Но какое это имеет отношение ко мне? Мы с матерью никогда не забирались так далеко, хотя повидать Южную Америку она страстно мечтала. Мы с ней даже до Флориды и то не добрались...

Я машу рукой, разгоняя пар. И вижу ее. Девочку лет восьми или девяти с серыми мышиными волосенками, за руку с матерью пробирающуюся сквозь густую толпу. Я чувствую: они обе не такие, как все; об этом свидетельствуют их кожа, их волосы... Они озираются в каком-то растерянном изумлении, они восхищены этими танцорами, этими демонами, этими ярко раскрашенными пиньятами на длинных тонких шестах с привязанными к ним шутихами...

И снова я провожу рукой над поверхностью шоколада. Крошечные струйки пара все еще поднимаются над ним, и теперь я чую запах пороха, опасный запах, запах дыма, огня и неукротимого буйства...

И снова вижу ту девочку — она играет с детьми в переулке на задах небольшого магазина с зашторенными окнами. В дверном проеме висит пиньята, загадочная, полосатая, как тигровая шкура, выкрашенная красным, желтым и черным. Все орут: «Стукни по ней как следует! Разбей ее!» — и осыпают несчастную пиньяту градом палок и камней. Но та маленькая девочка отчего-то держится поодаль. Ей кажется, что там, в магазине, есть что-то куда более привлекательное.

Кто же она такая? Я совсем не знаю ее. Но мне отчего-то хочется последовать за ней и тоже войти внутрь. В дверном проеме висит занавеска, сделанная из длинных тонких полосок разноцветного пластика. Девочка протягивает руку — тонкий серебряный браслет обвивает ее запястье — и оглядывается назад, туда, где дети все еще пытаются разбить тигровую пиньяту, и, наклонившись, быстро ныряет за занавеску, внутрь магазина.

— Разве тебе не нравится моя пиньята?

Этот голос раздается из угла магазина. И принадлежит какой-то старухе, бабушке или, скорее, прабабушке этой девочки — она такая старая, что ей можно дать лет сто, а то и тысячу.

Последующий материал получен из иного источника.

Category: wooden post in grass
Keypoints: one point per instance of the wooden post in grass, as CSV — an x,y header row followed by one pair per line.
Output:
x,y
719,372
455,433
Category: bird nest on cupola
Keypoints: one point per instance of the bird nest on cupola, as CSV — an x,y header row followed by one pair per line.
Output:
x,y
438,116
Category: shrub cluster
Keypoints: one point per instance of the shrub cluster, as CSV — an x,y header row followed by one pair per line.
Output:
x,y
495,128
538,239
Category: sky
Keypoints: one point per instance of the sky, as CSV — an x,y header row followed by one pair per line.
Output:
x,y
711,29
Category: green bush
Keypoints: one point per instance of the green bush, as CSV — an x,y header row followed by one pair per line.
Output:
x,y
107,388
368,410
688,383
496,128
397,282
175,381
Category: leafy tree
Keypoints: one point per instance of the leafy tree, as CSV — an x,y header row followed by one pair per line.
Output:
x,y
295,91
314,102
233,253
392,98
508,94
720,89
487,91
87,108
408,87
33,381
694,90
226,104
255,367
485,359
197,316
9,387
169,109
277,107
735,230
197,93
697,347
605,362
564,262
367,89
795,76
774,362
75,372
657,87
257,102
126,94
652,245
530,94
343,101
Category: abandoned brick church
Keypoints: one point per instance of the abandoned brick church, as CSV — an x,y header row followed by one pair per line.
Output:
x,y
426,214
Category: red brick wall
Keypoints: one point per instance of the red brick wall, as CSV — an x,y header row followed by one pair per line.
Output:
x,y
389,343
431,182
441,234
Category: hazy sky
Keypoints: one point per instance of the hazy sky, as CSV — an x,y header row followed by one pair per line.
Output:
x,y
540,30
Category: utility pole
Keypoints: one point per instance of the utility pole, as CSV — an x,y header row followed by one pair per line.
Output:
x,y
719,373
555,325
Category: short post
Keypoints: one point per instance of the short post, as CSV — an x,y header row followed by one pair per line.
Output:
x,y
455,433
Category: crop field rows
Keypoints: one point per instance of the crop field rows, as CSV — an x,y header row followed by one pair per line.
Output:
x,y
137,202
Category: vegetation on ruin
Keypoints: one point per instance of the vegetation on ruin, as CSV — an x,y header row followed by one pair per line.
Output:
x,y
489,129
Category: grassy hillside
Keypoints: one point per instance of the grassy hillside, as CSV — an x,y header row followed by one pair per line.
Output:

Она похожа на ведьму из книги сказок — сплошные морщины, но глаза и руки очень цепкие. В одной руке у нее чашка, из которой исходит странный аромат, пьянящий, возбуждающий, и этот аромат добирается до ноздрей девочки.

А вокруг на полках сплошные бутылки, кувшинчики, горшки и сухие тыквы-горлянки; с потолочных балок свисают сушеные корешки, от которых пахнет подвалом; и повсюду зажженные свечи, их пламя колышется, и тени на стенах танцуют и словно ухмыляются.

С верхней полки на нас смотрит череп.

Девочка сперва принимает его за сахарный, таких во время карнавала полно повсюду, но чуть погодя она уже не так в этом уверена. А на прилавке перед нею стоит какой-то предмет фута в три длиной и больше всего напоминающий гробик для младенца.

Сделан он, похоже, из папье-маше и весь выкрашен тусклой черной краской, если не считать красного знака на крышке, отчасти похожего на крест.

«Так это, наверное, тоже что-то вроде пиньяты?» — догадывается девочка.

А прабабка с улыбкой протягивает ей нож. Старинный и, по-моему, довольно тупой; выглядит он так, словно сделан из камня. Девочка с любопытством глядит на нож, потом на старуху, потом на ее странную пиньяту.

— Ну, открывай! — требовательно говорит ей прабабка. — Открывай же. Там все только для тебя одной.

Запах шоколада усиливается. Масса теперь почти достигла нужной температуры; тридцать один градус — это предел, выше уже нельзя. Пар снова густеет, видение расплывается, я быстро отставляю миску с шоколадом подальше от плиты и пытаюсь восстановить в памяти только что увиденное...

«Открывай».

От невиданной пиньяты тянет запахом вечности. Но изнутри что-то взывает к девочке, и это даже не голос, а чья-то безмолвная мольба или обещание...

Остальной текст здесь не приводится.